Soft-clipped segments near inversion junctions are frequently very short (5–20 nt). We evaluated BWA-MEM (including supplementary alignments), BWA ultrashort/short presets, minimap2, STAR, Bowtie2, BLAST, and HISAT2 on simulated intragenic-inversion transcripts (n = 100) across overall, 5′-only, and 3′-only clip scenarios.
| Aligner | Performance on clips ≥ 25 nt | Performance on clips 5–20 nt |
|---|---|---|
| BWA-MEM (supplementary) | Good | Degrades; inconsistent within ±5 bp of breakpoint |
| minimap2 / STAR / HISAT2 | Adequate | Seed-length limited; lower sensitivity |
| Bowtie2 | Adequate | Underperforms on ultrashort seeds |
| BLAST | Sensitive | Less practical; harder to constrain junction placement |
| SSW (windowed) | Excellent | Highest hit rate; most accurate breakpoint localisation |
SSW is applied in a constrained window around each WGS-supported breakpoint (typically ±200 bp, refined to ±50 bp), so it does not rely on seeds and optimises true local alignment. This yields the highest hit rate and most accurate breakpoint localisation (within ±5 bp) for 5–20 nt clips — precisely the length range that defines inverted splice junctions.
Our implementation wraps the SSW C library, which extends Farrar's SIMD algorithm to return:
- The optimal local alignment score
- The full CIGAR/path and precise alignment endpoints
- A heuristic suboptimal (second-best) score and location in linear space with negligible extra cost
These outputs are critical:
- Precise CIGAR and endpoints enable junction pinpointing within ±5 bp.

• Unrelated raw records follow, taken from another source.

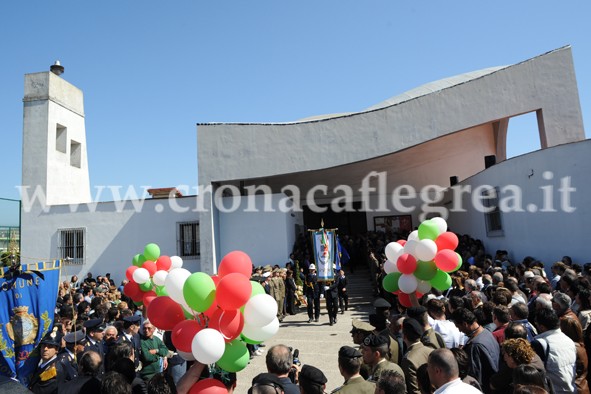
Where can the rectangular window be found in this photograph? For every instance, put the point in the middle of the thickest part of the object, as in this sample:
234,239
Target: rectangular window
494,223
71,245
61,138
75,154
188,239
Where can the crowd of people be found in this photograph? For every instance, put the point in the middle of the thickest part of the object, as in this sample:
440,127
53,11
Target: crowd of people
501,327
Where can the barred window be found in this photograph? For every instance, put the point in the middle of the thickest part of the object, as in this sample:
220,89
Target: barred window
493,219
71,245
188,239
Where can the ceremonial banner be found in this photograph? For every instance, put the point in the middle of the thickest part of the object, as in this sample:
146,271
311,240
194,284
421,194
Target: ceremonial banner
27,307
324,253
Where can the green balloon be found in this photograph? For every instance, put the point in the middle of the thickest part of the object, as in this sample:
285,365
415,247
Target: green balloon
428,230
426,270
199,291
152,252
187,314
160,290
146,286
235,357
441,281
390,281
248,340
138,260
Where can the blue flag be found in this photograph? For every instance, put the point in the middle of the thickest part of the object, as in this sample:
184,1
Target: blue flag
27,307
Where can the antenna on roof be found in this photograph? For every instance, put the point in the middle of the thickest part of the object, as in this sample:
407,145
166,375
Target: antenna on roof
57,68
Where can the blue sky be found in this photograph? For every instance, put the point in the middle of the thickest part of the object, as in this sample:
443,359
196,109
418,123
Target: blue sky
151,70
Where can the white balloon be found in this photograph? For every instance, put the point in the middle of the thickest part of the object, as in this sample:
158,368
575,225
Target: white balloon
423,286
393,251
260,334
159,277
260,310
390,266
407,283
174,282
141,276
410,247
413,236
441,224
186,356
208,346
426,250
176,262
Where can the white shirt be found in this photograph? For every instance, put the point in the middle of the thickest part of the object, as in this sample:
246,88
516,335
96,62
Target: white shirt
456,386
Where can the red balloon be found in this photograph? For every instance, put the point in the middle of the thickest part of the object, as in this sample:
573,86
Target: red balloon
404,300
208,386
149,297
163,263
165,313
183,333
228,323
406,264
150,266
235,262
233,291
133,291
446,260
129,272
212,309
447,240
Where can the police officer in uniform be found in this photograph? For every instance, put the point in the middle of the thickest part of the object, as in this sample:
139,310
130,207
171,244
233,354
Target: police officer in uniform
45,378
349,366
68,356
130,334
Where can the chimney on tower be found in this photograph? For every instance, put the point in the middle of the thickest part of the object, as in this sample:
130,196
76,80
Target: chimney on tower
57,68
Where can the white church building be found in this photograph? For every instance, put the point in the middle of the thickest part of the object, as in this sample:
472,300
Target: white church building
439,149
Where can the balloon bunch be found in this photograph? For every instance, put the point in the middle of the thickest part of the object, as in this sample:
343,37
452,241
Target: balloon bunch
211,318
147,274
421,262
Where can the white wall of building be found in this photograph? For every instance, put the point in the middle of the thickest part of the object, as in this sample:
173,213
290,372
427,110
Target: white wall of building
267,237
54,140
553,230
115,232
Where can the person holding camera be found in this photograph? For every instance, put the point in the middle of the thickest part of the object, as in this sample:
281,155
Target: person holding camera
350,360
279,362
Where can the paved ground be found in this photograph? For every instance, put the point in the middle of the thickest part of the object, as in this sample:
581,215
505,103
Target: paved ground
318,343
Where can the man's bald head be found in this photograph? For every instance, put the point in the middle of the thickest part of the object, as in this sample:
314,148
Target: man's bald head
445,360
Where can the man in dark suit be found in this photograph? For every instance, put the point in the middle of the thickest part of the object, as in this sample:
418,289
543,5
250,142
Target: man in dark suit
130,334
68,355
45,378
87,381
331,292
95,329
312,292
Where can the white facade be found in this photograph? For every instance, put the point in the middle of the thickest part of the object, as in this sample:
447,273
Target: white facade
547,192
419,139
343,149
54,140
263,235
114,232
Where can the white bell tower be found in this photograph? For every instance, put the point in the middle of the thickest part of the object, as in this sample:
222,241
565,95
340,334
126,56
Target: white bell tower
54,139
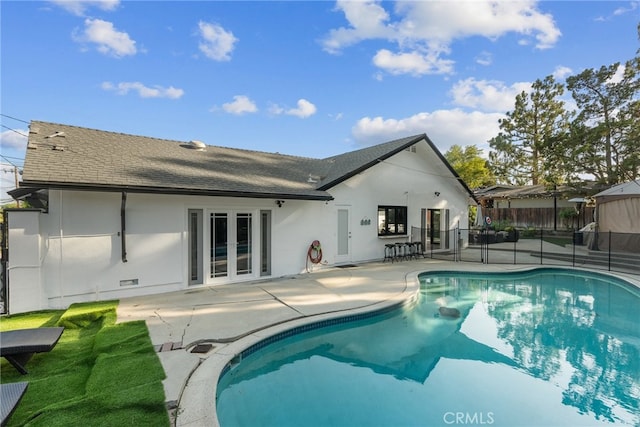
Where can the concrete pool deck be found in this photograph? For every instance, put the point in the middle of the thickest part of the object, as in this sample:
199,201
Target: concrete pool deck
232,317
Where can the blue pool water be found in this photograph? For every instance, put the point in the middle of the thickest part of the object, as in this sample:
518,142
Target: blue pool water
541,348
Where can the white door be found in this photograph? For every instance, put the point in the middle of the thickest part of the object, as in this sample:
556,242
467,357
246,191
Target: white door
343,252
231,246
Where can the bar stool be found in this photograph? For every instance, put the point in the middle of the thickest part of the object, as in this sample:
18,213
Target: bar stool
389,252
411,246
418,249
402,251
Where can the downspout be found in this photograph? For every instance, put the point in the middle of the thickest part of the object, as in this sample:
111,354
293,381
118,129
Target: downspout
123,237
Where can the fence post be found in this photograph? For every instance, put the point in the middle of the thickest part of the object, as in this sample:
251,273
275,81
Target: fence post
573,256
609,250
541,233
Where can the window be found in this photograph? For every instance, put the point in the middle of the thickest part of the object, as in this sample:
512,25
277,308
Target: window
392,220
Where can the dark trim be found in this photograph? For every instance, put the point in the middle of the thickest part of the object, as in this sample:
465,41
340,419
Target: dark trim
372,163
393,153
123,226
174,191
453,171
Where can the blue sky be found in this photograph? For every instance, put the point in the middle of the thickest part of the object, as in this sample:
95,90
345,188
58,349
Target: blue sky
307,78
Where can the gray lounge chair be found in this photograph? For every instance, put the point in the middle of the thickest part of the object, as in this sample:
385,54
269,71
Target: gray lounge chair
10,396
20,345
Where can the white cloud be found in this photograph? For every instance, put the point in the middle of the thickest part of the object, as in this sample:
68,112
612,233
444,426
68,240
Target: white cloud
217,43
123,88
618,75
624,10
425,30
303,110
484,58
109,40
415,63
444,127
487,95
14,140
561,72
78,7
241,104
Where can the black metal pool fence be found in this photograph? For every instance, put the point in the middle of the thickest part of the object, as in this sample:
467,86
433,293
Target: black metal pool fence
598,250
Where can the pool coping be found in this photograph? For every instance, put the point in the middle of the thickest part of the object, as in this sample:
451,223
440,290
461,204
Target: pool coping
198,398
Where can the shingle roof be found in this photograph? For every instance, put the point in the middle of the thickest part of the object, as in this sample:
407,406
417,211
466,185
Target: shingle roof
64,156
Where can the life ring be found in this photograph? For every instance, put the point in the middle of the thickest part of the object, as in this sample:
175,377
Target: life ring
315,252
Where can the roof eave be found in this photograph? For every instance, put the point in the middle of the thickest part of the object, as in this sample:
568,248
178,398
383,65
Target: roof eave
321,196
366,166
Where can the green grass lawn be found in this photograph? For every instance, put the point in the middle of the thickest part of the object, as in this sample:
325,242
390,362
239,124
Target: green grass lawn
99,374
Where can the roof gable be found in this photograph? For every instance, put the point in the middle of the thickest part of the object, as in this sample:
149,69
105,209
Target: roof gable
64,156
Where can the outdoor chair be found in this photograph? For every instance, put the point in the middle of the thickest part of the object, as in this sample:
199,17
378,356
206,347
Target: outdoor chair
20,345
10,396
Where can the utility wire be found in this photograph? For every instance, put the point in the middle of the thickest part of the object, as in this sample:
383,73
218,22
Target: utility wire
13,118
13,130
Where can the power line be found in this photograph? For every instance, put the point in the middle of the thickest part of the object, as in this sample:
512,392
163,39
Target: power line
13,118
13,130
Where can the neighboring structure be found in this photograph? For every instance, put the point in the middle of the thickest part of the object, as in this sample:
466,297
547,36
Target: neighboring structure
618,218
125,215
525,196
536,206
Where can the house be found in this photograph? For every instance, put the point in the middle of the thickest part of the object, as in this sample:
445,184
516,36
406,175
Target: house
122,215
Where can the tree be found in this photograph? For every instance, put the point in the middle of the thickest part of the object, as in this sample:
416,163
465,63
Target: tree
470,165
530,145
608,121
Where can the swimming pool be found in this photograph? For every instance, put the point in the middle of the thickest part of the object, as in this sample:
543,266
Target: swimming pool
543,347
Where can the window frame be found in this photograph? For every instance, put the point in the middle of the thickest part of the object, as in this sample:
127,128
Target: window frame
399,220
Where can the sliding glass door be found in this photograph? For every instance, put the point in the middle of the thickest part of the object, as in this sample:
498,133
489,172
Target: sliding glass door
231,243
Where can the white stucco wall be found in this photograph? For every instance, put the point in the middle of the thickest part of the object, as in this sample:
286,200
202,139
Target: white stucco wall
80,253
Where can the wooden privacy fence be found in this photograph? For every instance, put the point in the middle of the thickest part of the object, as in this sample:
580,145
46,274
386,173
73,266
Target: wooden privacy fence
546,218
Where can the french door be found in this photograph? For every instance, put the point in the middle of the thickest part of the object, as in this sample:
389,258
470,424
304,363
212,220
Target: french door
231,245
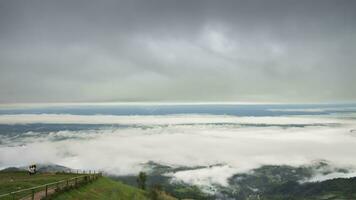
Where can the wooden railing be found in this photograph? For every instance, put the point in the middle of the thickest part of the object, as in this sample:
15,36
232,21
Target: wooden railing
43,191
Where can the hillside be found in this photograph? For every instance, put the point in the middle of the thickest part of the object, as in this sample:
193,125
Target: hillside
18,180
105,188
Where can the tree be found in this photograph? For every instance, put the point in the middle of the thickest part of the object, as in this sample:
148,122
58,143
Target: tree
141,180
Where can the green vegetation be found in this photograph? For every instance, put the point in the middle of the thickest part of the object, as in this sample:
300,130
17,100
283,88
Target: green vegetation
105,188
16,180
141,180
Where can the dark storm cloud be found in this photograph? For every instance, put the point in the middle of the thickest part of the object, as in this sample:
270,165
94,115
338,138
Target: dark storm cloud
63,51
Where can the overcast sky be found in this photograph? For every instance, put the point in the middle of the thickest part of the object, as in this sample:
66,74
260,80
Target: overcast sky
250,51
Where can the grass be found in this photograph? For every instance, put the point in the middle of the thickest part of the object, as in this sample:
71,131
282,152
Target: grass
104,188
12,181
19,180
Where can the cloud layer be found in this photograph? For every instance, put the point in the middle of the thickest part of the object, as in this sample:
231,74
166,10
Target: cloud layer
170,140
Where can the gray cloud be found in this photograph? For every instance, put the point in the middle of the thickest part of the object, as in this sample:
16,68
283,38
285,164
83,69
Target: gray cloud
64,51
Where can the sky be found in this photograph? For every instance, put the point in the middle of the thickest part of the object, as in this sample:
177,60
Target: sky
177,51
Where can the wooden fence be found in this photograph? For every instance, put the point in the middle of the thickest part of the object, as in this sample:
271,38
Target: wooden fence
43,191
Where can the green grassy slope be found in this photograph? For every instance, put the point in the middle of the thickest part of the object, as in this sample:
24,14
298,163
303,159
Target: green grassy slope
103,188
12,181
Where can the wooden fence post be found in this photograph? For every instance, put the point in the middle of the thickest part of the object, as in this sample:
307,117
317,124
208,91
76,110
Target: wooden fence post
46,190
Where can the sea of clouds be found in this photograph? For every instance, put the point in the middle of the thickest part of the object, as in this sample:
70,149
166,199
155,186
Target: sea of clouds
237,144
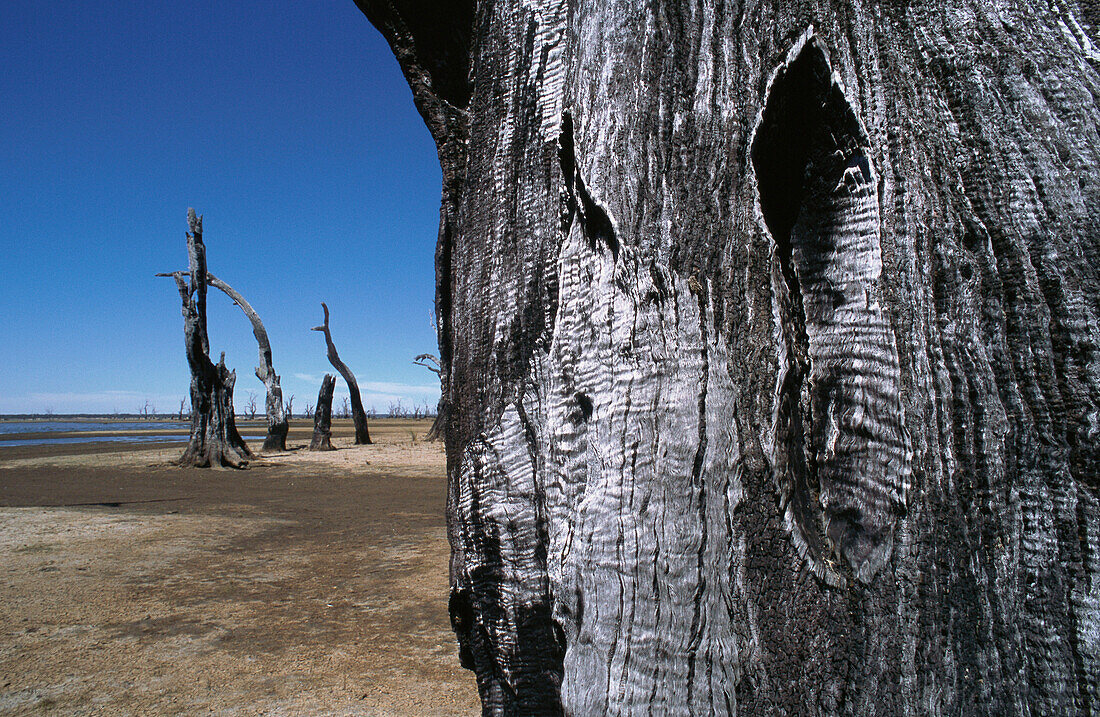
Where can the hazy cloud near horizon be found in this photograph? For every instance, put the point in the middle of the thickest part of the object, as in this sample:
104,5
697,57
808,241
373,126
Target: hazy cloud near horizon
376,395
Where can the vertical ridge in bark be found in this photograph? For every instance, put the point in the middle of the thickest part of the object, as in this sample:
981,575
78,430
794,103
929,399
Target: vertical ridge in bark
840,453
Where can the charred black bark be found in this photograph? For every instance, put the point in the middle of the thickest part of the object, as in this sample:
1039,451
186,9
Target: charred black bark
322,416
215,440
358,415
770,333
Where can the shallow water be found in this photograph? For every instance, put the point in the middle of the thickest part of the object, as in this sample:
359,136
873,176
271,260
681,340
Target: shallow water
80,427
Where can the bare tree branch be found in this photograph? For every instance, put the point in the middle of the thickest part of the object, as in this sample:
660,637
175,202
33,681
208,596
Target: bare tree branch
362,434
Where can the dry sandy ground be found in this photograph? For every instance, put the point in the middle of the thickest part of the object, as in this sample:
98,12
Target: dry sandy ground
309,584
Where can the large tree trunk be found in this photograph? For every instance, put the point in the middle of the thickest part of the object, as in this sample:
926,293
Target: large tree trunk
278,422
322,416
358,415
772,339
215,440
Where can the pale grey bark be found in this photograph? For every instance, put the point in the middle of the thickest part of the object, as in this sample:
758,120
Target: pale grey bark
215,440
277,415
278,422
322,416
439,425
771,337
359,416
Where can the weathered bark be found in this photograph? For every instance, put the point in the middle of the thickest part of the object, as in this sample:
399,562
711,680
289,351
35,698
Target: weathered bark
771,332
358,415
215,440
278,422
322,416
439,425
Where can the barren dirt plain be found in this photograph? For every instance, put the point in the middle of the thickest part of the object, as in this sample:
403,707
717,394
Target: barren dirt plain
308,584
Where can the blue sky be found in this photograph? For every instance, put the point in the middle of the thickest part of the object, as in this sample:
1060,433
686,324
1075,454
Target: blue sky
288,125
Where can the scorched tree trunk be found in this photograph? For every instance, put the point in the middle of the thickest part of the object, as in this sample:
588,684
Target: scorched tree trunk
359,416
322,416
278,421
215,440
771,333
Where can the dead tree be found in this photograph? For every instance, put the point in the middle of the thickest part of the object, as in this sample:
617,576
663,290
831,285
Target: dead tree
431,363
322,416
772,333
359,416
215,440
277,415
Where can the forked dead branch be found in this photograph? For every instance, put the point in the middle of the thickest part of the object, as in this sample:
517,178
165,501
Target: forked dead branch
359,416
215,440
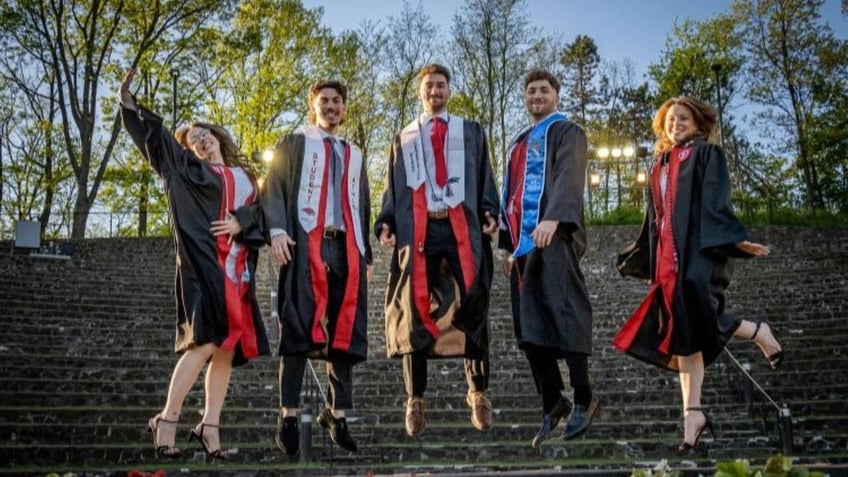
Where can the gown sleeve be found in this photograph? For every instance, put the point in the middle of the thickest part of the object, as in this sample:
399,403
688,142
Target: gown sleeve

- The suboptimal score enables the ambiguity filter
(nScore − nScore2) / nScore ≥ 0.10, analogous to mapping-quality estimation.
Compared with other SIMD SW implementations (e.g., SSEARCH), SSW provides these features at substantially better performance in short-read genomic contexts.
- Kim D, Langmead B, Salzberg SL. HISAT: a fast spliced aligner with low memory requirements. Nat Methods. 2015;12(4):357–360.
- Dobin A, et al. STAR: ultrafast universal RNA-seq aligner. Bioinformatics. 2013;29(1):15–21.
- O'Leary NA, et al. Reference sequence (RefSeq) database at NCBI: current status, taxonomic expansion, and functional annotation. Nucleic Acids Res. 2016;44(D1):D733–D745.
- Zhao M, et al. SSW Library: An SIMD Smith-Waterman C/C++ Library for Use in Genomic Applications. PLOS ONE. 2013;8(12):e82138.